Festa da Abolição da Comunidade dos Arturos deste ano, que assinala os 130 anos do fim da escravatura _ Foto Ricardo Lima
A Lei Áurea, que extinguiu oficialmente a escravidão no Brasil, foi assinada em 13 de maio de 1888. A data integra o calendário da história do país e é considerada pelo movimento negro como um dia nacional de luta contra o racismo. Mas a Festa da Abolição da Comunidade dos Arturos deste ano, que assinala os 130 anos do fim da escravatura, começou ainda no sábado, dia 12 de maio, com a concentração das guardas de Congo e Moçambique da Comunidade dos Arturos. Após o agrupamento na capela da comunidade, as guardas seguiram em cortejo até a Igreja Matriz de Nossa Senhora do Rosário e à Casa de Cultura Nair Mendes. Centenas de pessoas participaram da celebração.
A chegada da noite de sábado marcou o hasteamento das bandeiras e estandartes das guardas na capela da comunidade. Ao lado da cruz de cruzeiro, os marcos foram levantados. “Tirando maio, a única outra data em que há levantamento de marco ocorre em outubro”, explica Maria Auxiliadora da Luz, rainha 13 de maio.
Aos poucos, vão chegando na capela local reis e rainhas de diversas outras realezas, capitães, tocadores e dançantes devotos de Nossa Senhora do Rosário. Junto com eles, cores, ritmos e a fé em dias de mais igualdade entre as pessoas.
Cânticos e hinos pediram proteção, força e aconselhamento durante a concentração e também no cortejo até a Matriz de Nossa Senhora do Rosário, quando um grupo permaneceu no local e outro se dirigiu à Casa de Cultura. Embora tenha caráter festivo, a celebração é uma forma de resistir: a abolição da escravatura é ainda um projeto em construção, e isso precisa ser constantemente reafirmado.
José Bonifácio, o Bengala, mestre da guarda de Congo, lembra que, mais do que uma festa, o ensejo busca reafirmar tradições negras, rememorar as chagas da escravidão e denunciar o racismo estrutural que ainda persiste no Brasil. “Essa celebração é uma forma de rememorar o nosso sofrimento e de nossos antepassados e de reafirmar nossa trajetória, de onde viemos e onde estamos. Não éramos escravos, éramos reis e rainhas, mas fomos arrancados de nossas terras e escravizados. A abolição da escravidão no Brasil, que em 13 de maio deste ano completa 130 anos, é um projeto incompleto, pois a juventude negra é a que mais morre, as mães pretas são as que mais sofrem e o racismo é ainda uma realidade. Precisamos lembrar e denunciar esses absurdos”, defende o mestre.

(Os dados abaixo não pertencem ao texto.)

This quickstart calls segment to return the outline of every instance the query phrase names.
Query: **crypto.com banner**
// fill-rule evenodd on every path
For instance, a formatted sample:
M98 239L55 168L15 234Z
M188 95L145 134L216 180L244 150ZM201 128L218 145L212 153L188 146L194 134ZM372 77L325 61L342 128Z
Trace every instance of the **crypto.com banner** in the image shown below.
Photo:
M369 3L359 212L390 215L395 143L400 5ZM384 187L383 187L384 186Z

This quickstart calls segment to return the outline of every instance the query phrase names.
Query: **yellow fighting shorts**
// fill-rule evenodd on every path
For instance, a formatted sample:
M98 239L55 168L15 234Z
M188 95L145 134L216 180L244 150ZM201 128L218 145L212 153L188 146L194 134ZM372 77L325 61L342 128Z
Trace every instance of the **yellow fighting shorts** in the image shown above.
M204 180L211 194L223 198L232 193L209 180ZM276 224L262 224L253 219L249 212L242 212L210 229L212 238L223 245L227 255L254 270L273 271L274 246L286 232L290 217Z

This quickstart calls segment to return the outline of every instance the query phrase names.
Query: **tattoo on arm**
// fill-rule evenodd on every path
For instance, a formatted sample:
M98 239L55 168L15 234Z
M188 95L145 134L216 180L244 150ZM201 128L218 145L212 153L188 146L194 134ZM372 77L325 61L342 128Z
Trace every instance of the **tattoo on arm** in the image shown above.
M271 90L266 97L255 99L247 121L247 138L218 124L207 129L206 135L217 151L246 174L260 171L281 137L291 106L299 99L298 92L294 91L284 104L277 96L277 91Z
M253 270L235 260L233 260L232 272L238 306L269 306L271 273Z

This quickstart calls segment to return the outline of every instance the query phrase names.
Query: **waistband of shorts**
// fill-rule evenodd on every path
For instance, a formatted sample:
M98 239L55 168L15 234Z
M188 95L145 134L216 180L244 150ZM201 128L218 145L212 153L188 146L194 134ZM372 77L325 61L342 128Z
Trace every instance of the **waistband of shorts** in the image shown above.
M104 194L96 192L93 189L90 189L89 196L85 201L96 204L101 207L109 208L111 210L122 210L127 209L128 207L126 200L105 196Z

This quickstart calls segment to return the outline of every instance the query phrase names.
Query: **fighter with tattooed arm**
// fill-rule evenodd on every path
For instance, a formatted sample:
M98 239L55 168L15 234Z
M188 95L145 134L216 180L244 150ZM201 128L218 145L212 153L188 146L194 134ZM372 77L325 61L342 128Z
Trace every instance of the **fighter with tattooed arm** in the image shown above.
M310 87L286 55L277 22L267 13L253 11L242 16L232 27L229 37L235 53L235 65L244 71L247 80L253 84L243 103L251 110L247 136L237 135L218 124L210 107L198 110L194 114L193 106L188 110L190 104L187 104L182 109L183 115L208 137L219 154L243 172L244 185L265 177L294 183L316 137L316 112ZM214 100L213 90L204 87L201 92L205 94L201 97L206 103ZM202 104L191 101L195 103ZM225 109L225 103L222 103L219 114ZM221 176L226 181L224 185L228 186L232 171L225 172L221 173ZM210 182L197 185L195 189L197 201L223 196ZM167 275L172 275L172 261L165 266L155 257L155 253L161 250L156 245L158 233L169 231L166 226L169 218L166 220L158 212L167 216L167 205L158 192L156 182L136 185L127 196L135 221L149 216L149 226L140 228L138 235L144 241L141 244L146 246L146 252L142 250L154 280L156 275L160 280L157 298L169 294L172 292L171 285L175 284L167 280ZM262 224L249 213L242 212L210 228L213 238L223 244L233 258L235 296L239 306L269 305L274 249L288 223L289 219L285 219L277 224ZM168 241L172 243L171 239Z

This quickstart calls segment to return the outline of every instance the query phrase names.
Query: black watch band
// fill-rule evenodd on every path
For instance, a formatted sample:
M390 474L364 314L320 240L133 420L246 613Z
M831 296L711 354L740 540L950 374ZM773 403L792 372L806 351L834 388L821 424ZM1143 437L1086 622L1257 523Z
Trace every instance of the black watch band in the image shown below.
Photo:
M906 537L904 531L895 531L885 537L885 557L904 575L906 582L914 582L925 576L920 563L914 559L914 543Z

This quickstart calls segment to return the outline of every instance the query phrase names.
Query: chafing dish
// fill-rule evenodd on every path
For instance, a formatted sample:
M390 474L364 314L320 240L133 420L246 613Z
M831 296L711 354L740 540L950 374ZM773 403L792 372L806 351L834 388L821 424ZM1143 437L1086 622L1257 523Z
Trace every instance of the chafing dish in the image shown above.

O que é uma comunidade quilombola?
Durante cem anos após o fim da escravidão no Brasil, o termo quilombo foi usado para nomear locais com grandes concentrações negros que se rebelaram contra o regime colonial. Com a Constituição Federal de 1988, o termo “quilombo” teve seu conceito ampliado, sendo atualmente utilizado para designar áreas ocupadas por comunidades remanescentes dos antigos quilombos.
Arturos: resistência no coração da cidade
A Comunidade dos Arturos é um quilombola encravado no centro de Contagem no qual atualmente vivem cerca de 90 famílias. A comunidade foi certificada como remanescente de quilombo em 2003 e, em 2014, foi declarada Patrimônio Cultural Imaterial do município de Contagem e do estado de Minas Gerais. Os Arturos preservam tradições dos negros que foram trazidos da África para o Brasil, por meio de festas e celebrações, como a Festa de Libertação dos Escravos, em 13 de maio, e resistem à especulação imobiliária comum aos centros urbanos.